Il y aurait parfois de quoi pester... Car le cinéma français manque souvent, cruellement et depuis un bout de temps, d’imagination. Certes la famille est un sujet inépuisable et les relations entre ceux qui se partagent le même sang n’ont pas de limite... tout comme notre mémoire de spectateur, affinée au fil des années, et à laquelle on semble vouloir jouer des tours durant cette projection. De la nouveauté ? On n’attend que ça... Et donc ? Une réunion de famille, des secrets de polichinelle, un amoureux dans le placard, des soeurs qui s’engueulent et... somme toute une pièce de boulevard sans grande ambition qui ne parvient à faire mouche qu’en de rares et précieux instants. Oui, car il faut s’accrocher pour ne pas s’ennuyer et à force de vouloir trouver des circonstances atténuantes à ce joli casting, on se fait une raison et au fond, on touche au problème : c’est toujours pareil.

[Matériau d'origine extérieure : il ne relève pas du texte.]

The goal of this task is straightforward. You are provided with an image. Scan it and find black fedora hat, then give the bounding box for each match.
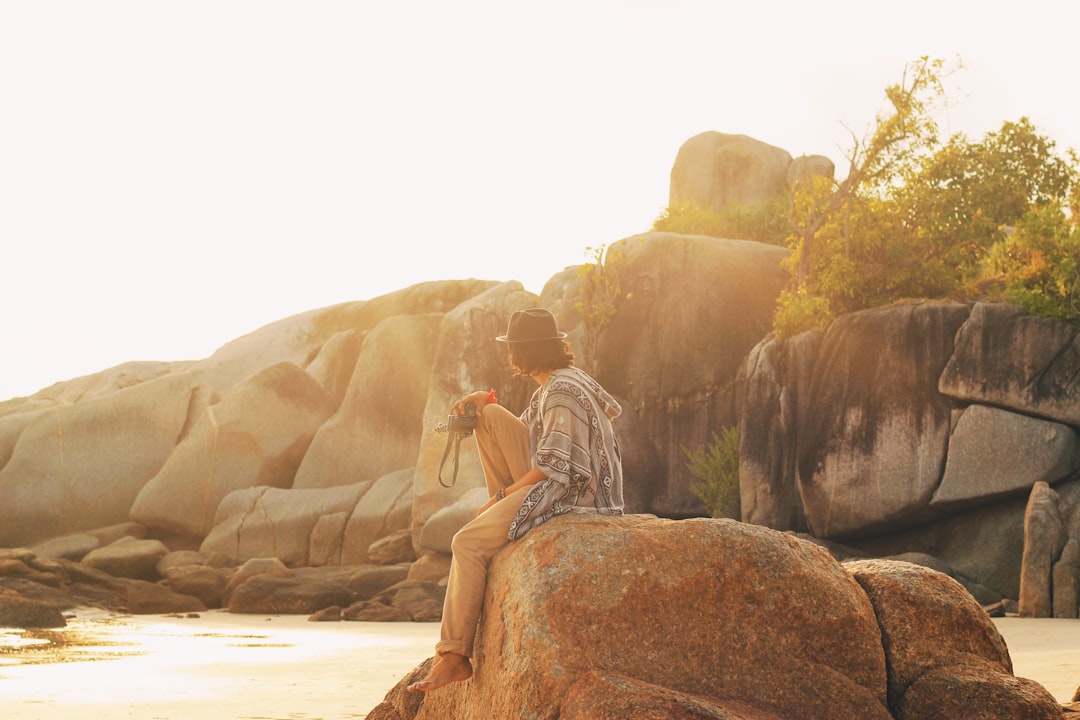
[496,308,566,342]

Le casting a de quoi impressionner et laisse songeur à la lecture du synopsis... Car on a l’habitude de ces affiches pleines à craquer qui cachent soit une excellente surprise soit une grosse déception. Dans le cas précis, il faut se diriger vers la seconde option. Au cinéma, se concentrer sur les relations familiales au cours d’une unique journée ou soirée est en général propice à tous les règlements de comptes possibles imaginables et le film ne déroge pas à la règle... sans pour autant ajouter une once d’originalité. Les enjeux rapidement posés (on se contentera de quelques micros zones d’ombres volontairement amenées au fil du récit), le film se déroule sans véritable surprise et les personnages, au demeurant sympathiques, se contentent de suivre une ligne directrice très balisée, un chemin de fer où le train ne déraille qu’aux moments les plus attendus. Bref, notre longueur d’avance nuit terriblement au film de Pascal Laethier qui tente tant bien que mal de faire rebondir son scénario quand, on l’a compris, tout le monde reste cloué au sol. Sa mise en scène convenue et télévisuelle qui, effectivement, correspond bien à la légereté du propos et au manque de pronfondeur de l’ensemble ne fait néanmoins qu’enfoncer le clou de notre décéption... En effet, si les vingt premières minutes du film semblent prendre plusieurs chemins et parviennent quelque peu à nous dérouter, tout ce petit monde se retrouve finalement enfermé dans un schéma immuable. Les portes claquent, ça gueule, ça pleure, ça s’énerve inutilement mais surtout... ça n’avance pas. Et l’idée de multiplication des décors (hôtel, hôpital, musée, maison...), si elle part de l’intention louable de ne pas nous confiner dans un seul lieu, ne fait qu’empirer les choses en diluant un récit déjà peu dense dans une accumulation de séquences inutiles.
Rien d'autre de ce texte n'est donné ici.